Ce ne furent pas les seuls vers qui coururent sur les armes de Fouquet; ses amis firent graver un jeton avec sa devise allégorique. Lettre de Guy-Patin, du 6 mars 1663.
L'avocat-général Talon avait requis que l'accusé fût condamné à être pendu et étranglé tant que mort s'ensuive, en une potence qui, pour cet effet, sera dressée en la place de la cour du Palais; enfin le tribunal, éclairé par la noble conduite de MM. d'Ormesson et de Roquesante, repoussa les conclusions furibondes de Pussort et de Berryer, en prononçant le bannissement à la majorité de treize voix contre neuf, qui opinèrent pour la mort.
Le roi, Colbert, Letellier, et les grands ennemis de Fouquet, s'indignèrent de n'avoir pas été mieux servis dans leurs espérances. «On s'attendait à la cour que par le crédit de M. Colbert, sa partie, M. Fouquet serait condamné à mort, ce qui aurait été infailliblement exécuté sans espérance d'aucune grâce.» (Lettre de Guy-Patin, du 23 décembre 1664.)
Anne d'Autriche, qui devait une demi-guérison à un des remèdes secrets de Mme Fouquet, mère du surintendant, avait répondu à cette dame, quatre jours avant le jugement: «Priez Dieu et vos juges tant que vous pourrez en faveur de M. Fouquet, car, du côté du roi, il n'y a rien à espérer[113].» Après le jugement, Louis XIV dit chez Mlle de La Vallière: «S'il avait été condamné à mort, je l'aurais laissé mourir[114]!» Le bruit courait même que le roi était fâché contre ceux qui n'avaient point condamné à mort M. Fouquet[115].
[113] Lettre de Guy-Patin, du 23 décembre 1664. Mme de Sévigné raconte aussi ce qui se passa entre Mme Fouquet et la reine-mère.
[114] Ce mot cruel, rapporté par Racine dans ses Fragmens historiques, est révoqué en doute par Voltaire; cependant Racine n'était pas capable de rien écrire qui pût déplaire au roi, et Louis XIV, dans ses Mémoires, ne parle pas de Fouquet en des termes qui ressemblent à de la clémence.
[115] Lettre de Guy-Patin, citée ci-dessus.
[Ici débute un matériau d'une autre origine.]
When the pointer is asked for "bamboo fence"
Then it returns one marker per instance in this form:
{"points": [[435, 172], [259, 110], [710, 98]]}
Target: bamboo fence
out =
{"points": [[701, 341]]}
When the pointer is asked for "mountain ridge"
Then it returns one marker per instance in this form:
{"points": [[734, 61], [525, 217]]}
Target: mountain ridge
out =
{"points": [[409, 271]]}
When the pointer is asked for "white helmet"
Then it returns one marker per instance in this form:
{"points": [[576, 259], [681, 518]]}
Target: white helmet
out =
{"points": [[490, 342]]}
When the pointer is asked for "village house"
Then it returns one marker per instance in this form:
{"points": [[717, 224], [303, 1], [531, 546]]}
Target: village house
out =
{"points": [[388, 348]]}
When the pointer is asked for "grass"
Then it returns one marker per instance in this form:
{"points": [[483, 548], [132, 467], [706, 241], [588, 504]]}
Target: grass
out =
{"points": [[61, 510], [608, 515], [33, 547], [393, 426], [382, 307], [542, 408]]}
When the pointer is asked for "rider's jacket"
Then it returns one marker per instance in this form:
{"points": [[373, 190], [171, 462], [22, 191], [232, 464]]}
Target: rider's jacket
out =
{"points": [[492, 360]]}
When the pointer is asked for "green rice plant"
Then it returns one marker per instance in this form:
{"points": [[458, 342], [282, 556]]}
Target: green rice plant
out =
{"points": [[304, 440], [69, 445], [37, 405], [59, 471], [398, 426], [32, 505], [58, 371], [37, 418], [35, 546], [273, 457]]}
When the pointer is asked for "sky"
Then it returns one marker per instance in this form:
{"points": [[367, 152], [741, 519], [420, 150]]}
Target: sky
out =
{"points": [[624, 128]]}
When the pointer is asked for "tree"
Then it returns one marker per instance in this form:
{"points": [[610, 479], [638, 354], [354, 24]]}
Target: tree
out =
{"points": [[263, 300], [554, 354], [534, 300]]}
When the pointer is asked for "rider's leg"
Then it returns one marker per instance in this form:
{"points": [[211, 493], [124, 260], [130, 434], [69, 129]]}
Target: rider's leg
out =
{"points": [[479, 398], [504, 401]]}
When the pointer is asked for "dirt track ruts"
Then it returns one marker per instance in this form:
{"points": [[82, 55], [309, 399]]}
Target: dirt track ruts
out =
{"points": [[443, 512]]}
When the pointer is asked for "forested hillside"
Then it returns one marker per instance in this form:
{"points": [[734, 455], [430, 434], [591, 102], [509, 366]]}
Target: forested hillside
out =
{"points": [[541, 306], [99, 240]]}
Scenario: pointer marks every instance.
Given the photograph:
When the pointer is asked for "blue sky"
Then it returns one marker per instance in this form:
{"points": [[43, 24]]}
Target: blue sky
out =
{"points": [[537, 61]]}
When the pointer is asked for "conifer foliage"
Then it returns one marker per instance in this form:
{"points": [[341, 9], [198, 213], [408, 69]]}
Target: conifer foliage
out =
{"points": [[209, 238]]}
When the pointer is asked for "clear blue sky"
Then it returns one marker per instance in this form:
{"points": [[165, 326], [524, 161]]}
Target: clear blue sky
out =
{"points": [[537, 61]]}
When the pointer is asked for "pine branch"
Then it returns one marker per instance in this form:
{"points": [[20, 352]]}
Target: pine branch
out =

Le recueil épistolaire de Guy-Patin est rempli de détails curieux relatifs à l'affaire de Fouquet.
La commutation de l'exil en prison perpétuelle, le choix de cette prison dans un château éloigné sur les frontières du Piémont, le brusque départ du condamné, donnaient matière à bien des craintes pour les jours du surintendant. Une prophétie de Nostradamus et l'apparition d'une comète alimentèrent la rumeur sinistre qui accompagna le prisonnier à Pignerol[116].
[116] Lettres de Guy-Patin, du 24 et du 25 décembre. Dans la première: «On dit que les mousquetaires sont commandés pour mener demain M. Fouquet à Pignerol: Musa, locum agnoscis, et quamdiù vero sit hæsurus illic, apud nos arcanum est; soli Deo et regi cognitum est tantum negotium.»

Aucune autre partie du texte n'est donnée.